The possible effect of hormonal contraception on the vaginal microbiome is debated. Some studies argue for a beneficial impact of the synthetic oestrogens in the combined oral contraceptive pill (COC) favouring Lactobacillus dominance (Vodstrcil et al., 2013; Brooks et al., 2017), others find no impact on the vaginal microbiome (Achilles and Hillier, 2013; Donders et al., 2017). A more diverse vaginal microbiome in levonorgestrel intrauterine systems (LNG-IUS) users have been reported (Song et al., 2020), although this alteration has also been found to be temporarily after insertion (Donders et al., 2018). Many women, especially younger women, use the monophasic COC and are continually exposed to the synthetic ethinyl oestradiol and a progestin. Both hormones work synergistically to suppress ovulation (De Leo et al., 2016), whereas most women using the progestin-only (LNG-IUS) continue to ovulate but with suppression of endometrial growth, resulting in less or absent menstrual bleeding (Grandi et al., 2018). The possible systemic effect of synthetic hormones on the microbiome composition across the body has not been extensively investigated to date, although we have demonstrated some effects for saliva (Bostanci et al., 2021).

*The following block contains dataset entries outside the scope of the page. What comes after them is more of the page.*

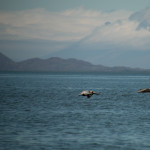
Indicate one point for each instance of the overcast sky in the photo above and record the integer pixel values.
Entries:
(106, 32)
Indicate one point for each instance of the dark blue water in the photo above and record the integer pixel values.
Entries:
(42, 111)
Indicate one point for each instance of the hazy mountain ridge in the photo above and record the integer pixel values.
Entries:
(56, 64)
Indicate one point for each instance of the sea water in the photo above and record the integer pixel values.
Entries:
(42, 111)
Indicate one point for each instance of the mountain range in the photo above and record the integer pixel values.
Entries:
(56, 64)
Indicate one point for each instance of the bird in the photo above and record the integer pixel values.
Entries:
(88, 93)
(143, 90)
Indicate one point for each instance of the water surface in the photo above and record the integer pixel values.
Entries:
(43, 111)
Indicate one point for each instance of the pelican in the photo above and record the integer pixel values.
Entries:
(143, 90)
(87, 93)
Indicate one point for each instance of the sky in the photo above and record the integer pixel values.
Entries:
(106, 32)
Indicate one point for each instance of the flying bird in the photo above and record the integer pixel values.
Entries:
(88, 93)
(143, 90)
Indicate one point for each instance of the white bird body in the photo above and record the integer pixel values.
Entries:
(87, 93)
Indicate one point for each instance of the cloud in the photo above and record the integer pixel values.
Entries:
(121, 29)
(143, 19)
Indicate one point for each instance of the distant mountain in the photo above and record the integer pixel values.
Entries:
(6, 63)
(56, 64)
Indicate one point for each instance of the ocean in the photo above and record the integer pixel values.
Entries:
(42, 111)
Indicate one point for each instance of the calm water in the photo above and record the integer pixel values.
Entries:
(44, 112)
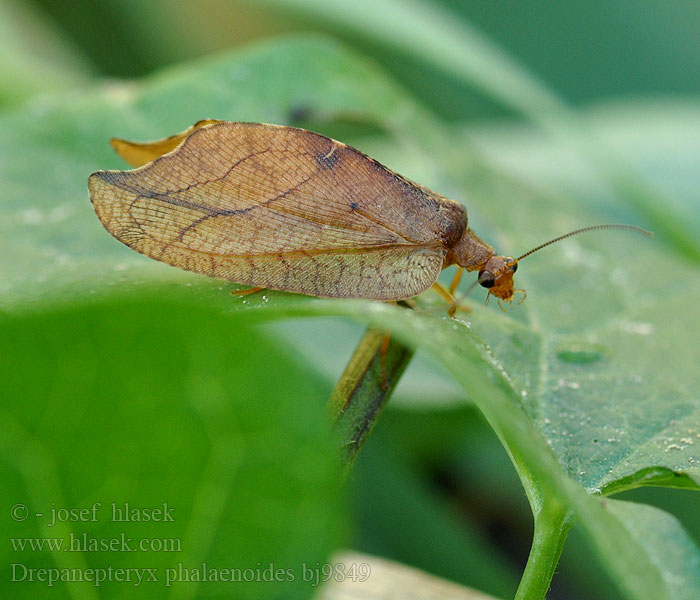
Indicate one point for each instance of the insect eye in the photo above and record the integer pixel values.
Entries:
(486, 279)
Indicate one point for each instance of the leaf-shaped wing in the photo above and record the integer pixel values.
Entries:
(281, 208)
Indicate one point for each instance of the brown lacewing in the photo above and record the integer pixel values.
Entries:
(287, 209)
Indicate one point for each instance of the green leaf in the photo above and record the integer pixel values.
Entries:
(151, 404)
(590, 384)
(33, 55)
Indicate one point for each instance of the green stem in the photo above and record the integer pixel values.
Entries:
(365, 387)
(552, 524)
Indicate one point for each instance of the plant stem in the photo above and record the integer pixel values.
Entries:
(365, 387)
(552, 524)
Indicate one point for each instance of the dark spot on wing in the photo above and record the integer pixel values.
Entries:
(328, 160)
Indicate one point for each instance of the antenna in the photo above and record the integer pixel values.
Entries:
(583, 230)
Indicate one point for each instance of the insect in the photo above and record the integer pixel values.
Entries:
(287, 209)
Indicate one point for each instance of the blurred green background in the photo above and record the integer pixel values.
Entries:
(433, 488)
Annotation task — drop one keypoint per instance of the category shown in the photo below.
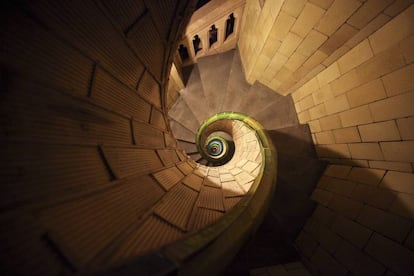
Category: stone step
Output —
(188, 147)
(193, 95)
(277, 114)
(258, 97)
(181, 132)
(214, 75)
(181, 113)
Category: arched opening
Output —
(183, 51)
(197, 44)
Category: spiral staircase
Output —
(95, 181)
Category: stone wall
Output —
(285, 43)
(83, 127)
(360, 112)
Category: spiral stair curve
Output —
(96, 182)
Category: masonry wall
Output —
(83, 128)
(286, 43)
(360, 110)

Extensive work by Ravel’s group has categorized specific clusters of microorganisms in the vagina and described the temporal dynamics of the composition in the individual woman (Ravel et al., 2011; Gajer et al., 2012). They found that some women remain stable and others shift between a Lactobacillus dominated microbiome and a more diverse community state type (CST) over time (Gajer et al., 2012). Previous studies of the vaginal microbiome have primarily used 16S rRNA gene sequencing but with time, shotgun metagenomic sequencing techniques have emerged and can provide an extensive mapping of all DNA present in the sample.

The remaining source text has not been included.